The majority of the technical guidance assumes the same thing - that the bugs arrive with the flour. Any advice is given to stop what's in the flour breeding and spreading.


Just read another post talking about how a whole bin of organic flour went bad with just one bag that probably carried bugs when bought. Suggested solution on that thread was also to freeze.


Seems that some creatures that infest flour can lay hundreds or even thousands of eggs a day in hot, wet conditions so can potentially turn flour bad very quickly.  It's not the buyers' fault that the things are in the flour, just needs managing I guess. 


Freezing is also used commercially as far as I could gather. Could be better than microwaving, as said, as less likely to mess with the yeasts and other good things that artisan bakers want to keep :-) 


best wishes, Daisy_A

Chuck's picture
Chuck

Quote:
So the lesson is I guess I should freeze all flour first before using it

Just to re-emphasize what several others have already suggested above: what you "should" do depends on your attitude toward bugs!
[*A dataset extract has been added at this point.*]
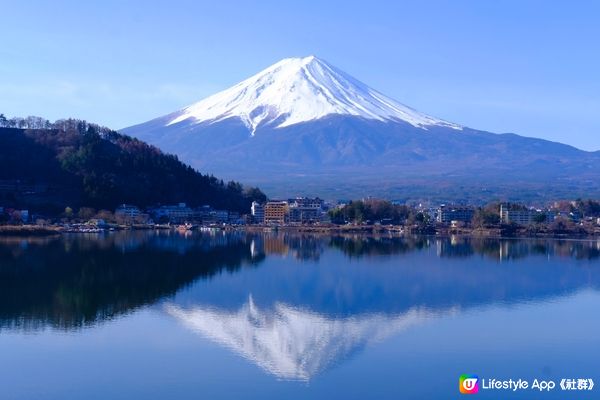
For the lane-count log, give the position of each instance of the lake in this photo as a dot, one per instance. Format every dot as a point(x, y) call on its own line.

  • If you have zero tolerance for bugs, then freezing flours is a good practice (especially if you live in a warm moist climate).



  • But if you see picking out the occasional bug as nothing more than a nuisance (or even more positively as "warning feedback" about your storage practices), then freezing flours may be more trouble than it's worth.


(Of course, whole wheat may need to be frozen anyway to avoid going rancid, whether or not you have an issue with bugs.)

BellesAZ's picture
BellesAZ

It does happen on occasion, lucky that it's rare.  Even with high quality millers like KAF and I would venture to guess that it might happen more with the organic millers since they aren't gassing our flours or chemically treating the wheat at the mill. 


In cheap flour brands, growers treat the seeds with chemicals to ward off pests, then the plants are sprayed before they are harvested and the grains are again deluged during storage.  So most likely your cheaper flours, could even be more bug free than the organics. 


To be honest, I'd rather eat a bug than some of the chemicals they put on cheap flour. 

rhomp2002's picture
rhomp2002

I keep all my flours stored outside the fridge in the Oxo Pop-up containers to keep any new bugs from getting in and have had none at all.  The other flours (WW and rye and semolina) in the fridge on their own shelf - again none at all.   I must live right.